Es hatten sehr wenige Schweizer Bands aus dem Bereich
Hard Rock und Metal den grossen Erfolg. Meistens sind
diese Bands im Ausland erfolgreicher als im eigenen
Land. Wenn dann mal eine Schweizer Band etwas erreicht,
dann hat sie dann schon fast Kultstatus, weil die
Spielart etwas Neues oder revolutionäres ist, wie z.B.
Celtic Frost damals. Eine solche Perle haben wir nun mit
der Band Eluveitie. Ihre Mischung aus Todesblei ala
Götheborg und Keltischem Folk steckt wie eine Epidemie
die ganze Welt an. Die Fanlager in schon fast jedem Land
auf diesem Planeten werden immer grösser. Die
Konsequenzen daraus sind grosse Nachfrage nach Konzerten
und Vorwürfe wegen Ausverkauf durch den neuen Deal mit
Nuclear Blast. Sänger Chrigel Glanzmann bezieht zu all
dem mehr als deutlich Stellung.

MF: Die neue CD "Slania" ist nun fertig.
Unterscheidet sich eher weniger vom Vorgänger "Spirit".

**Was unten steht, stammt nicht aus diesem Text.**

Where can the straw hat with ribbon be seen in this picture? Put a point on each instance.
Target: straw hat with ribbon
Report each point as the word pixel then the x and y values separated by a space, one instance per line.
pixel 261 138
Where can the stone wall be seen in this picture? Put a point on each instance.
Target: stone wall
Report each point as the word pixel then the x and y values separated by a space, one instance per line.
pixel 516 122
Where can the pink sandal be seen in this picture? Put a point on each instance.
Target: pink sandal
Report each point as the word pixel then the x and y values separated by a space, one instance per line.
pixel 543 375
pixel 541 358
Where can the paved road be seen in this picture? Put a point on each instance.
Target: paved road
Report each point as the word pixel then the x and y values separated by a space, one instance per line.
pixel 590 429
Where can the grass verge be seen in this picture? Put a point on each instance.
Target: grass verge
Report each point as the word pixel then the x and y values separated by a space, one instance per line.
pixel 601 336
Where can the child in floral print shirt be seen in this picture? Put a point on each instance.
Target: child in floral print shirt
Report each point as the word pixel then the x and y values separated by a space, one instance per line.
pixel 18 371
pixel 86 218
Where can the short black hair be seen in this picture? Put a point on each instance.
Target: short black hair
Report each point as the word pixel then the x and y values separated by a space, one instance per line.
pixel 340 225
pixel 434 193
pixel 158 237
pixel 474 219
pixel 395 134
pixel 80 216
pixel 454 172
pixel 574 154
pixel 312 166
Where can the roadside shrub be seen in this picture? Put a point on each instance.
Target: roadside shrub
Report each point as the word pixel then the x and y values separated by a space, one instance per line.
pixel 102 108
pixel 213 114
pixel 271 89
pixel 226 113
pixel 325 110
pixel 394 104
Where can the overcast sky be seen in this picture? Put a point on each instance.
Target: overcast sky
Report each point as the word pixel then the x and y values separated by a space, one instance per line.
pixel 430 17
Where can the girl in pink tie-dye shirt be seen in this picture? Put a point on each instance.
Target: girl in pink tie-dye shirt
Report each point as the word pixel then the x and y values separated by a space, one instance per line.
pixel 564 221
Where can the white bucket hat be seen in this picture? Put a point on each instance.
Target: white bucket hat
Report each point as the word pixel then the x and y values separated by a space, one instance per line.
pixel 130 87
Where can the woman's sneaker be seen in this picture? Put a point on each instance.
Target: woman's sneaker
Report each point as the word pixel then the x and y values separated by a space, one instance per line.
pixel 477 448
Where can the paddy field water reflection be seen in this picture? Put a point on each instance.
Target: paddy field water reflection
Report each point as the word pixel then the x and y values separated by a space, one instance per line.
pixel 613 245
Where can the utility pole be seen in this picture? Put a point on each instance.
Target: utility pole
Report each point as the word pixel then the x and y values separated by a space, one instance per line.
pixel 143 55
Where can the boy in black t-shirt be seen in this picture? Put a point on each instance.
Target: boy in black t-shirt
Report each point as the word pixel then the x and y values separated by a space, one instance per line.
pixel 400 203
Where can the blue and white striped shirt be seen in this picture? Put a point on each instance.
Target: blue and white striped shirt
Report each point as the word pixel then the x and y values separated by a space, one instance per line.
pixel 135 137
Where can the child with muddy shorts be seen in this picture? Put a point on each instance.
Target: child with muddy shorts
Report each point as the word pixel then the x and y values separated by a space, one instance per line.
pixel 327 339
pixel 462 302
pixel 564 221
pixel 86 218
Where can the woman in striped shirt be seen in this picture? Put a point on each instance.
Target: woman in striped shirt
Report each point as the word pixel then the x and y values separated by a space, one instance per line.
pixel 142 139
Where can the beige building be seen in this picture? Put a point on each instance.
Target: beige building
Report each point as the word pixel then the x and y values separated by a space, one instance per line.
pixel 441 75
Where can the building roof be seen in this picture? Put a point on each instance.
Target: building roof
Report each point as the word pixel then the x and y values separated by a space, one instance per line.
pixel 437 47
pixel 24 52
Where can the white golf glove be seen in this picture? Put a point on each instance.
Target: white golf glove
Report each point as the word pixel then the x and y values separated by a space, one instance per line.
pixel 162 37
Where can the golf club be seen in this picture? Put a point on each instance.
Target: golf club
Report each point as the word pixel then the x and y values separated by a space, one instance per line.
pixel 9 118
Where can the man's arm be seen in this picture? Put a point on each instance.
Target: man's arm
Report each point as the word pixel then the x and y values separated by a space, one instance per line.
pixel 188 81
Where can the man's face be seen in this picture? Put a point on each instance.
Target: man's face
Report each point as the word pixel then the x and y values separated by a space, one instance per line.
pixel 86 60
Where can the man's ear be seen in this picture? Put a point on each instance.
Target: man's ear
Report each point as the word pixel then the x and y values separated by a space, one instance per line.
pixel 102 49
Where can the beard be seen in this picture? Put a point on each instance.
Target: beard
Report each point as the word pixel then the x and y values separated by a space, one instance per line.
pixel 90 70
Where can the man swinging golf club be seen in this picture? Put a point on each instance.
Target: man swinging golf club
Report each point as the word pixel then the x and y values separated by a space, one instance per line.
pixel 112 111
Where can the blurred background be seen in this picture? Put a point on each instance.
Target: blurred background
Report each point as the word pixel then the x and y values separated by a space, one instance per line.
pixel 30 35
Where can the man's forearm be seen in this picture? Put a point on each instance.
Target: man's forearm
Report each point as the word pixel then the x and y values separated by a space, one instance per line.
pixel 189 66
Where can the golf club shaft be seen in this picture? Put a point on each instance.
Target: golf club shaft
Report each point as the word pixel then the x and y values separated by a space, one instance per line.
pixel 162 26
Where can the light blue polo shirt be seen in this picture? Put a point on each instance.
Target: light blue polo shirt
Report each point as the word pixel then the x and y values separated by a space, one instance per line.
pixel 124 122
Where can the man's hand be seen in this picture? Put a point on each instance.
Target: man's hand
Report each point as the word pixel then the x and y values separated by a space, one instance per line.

Eure sämtlichen Trademarks für die man Euch kennt,
bleiben also Erhalten, was natürlich Positiv gemeint
ist. Hattet Ihr das genau so geplant oder hat sich das
so automatisch ergeben?
Chrigel: Ehrlich gesagt freut es mich zu hören, dass Du
das so empfindest! Während der Songwriting-Phase machte
ich mir bei manchen Stücken fast etwas Sorgen, dass sich
gewisse Ideen zu sehr vom typischen Eluveitie-Stil
abheben könnten. Von dem her kann ich Deine Frage also
mit ja beantworten: Genau das hatten wir im Sinn. Aber
dennoch entwickeln wir uns natürlich weiter. Und ebenso
sind wir offen für Neues und mögen auch mal Experimente.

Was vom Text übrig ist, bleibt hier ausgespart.